Renold n’avait presque pas connu sa mère. Son père qui avait été Lord Lieutenant, Vice-Roi d’Irelande, et qui l’avait élevé, ne lui en parlait jamais. Lady Lyllian avait dû mourir très jeune, peu de temps après avoir été en relevailles de cet enfant qui lui ressemblait par les mêmes yeux tristes et par la même apparence fragile. Il ne subsistait en souvenir d’elle qu’un portrait, qu’un portrait où elle souriait à demi, en robe noire, coiffée d’un large chapeau sombre comme les aimait Gainsborough.

Le regard évanoui, la main jouant avec un collier de perles, elle semblait bien ainsi une prisonnière de mélancolie et de beauté, une prisonnière des armes de famille qui blasonnaient le haut de la peinture, de l’horizon domanial qui bordait le tableau.

Captive ! elle l’avait été ; et son supplice avait duré jusqu’à ce que sa jeunesse et sa grâce ne vivent plus qu’en rêve.
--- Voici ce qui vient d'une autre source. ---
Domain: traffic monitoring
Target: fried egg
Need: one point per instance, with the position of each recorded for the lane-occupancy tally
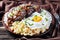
(39, 20)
Renold se rappelait qu’une fois, pris d’un immense amour pour l’inconnue dont il sentait le cœur battre dans son cœur, il avait apporté un gros bouquet de fleurs sauvages et l’avait disposé de ses doigts juvéniles autour du cadre…

Son père était alors venu, l’avait surpris au moment où, grimpé sur une chaise, il embrassait passionnément la chère image.

— Que faites-vous là ? avait dit le lord, pâle, les doigts crispés. Allez-vous-en, Renold, je vous défends de toucher à ce portrait…

Puis, ému d’un subit accès de tendresse, il ajoutait : Embrassez-moi, mon fils ; on ne doit plus aimer, en ce monde, que les vivants !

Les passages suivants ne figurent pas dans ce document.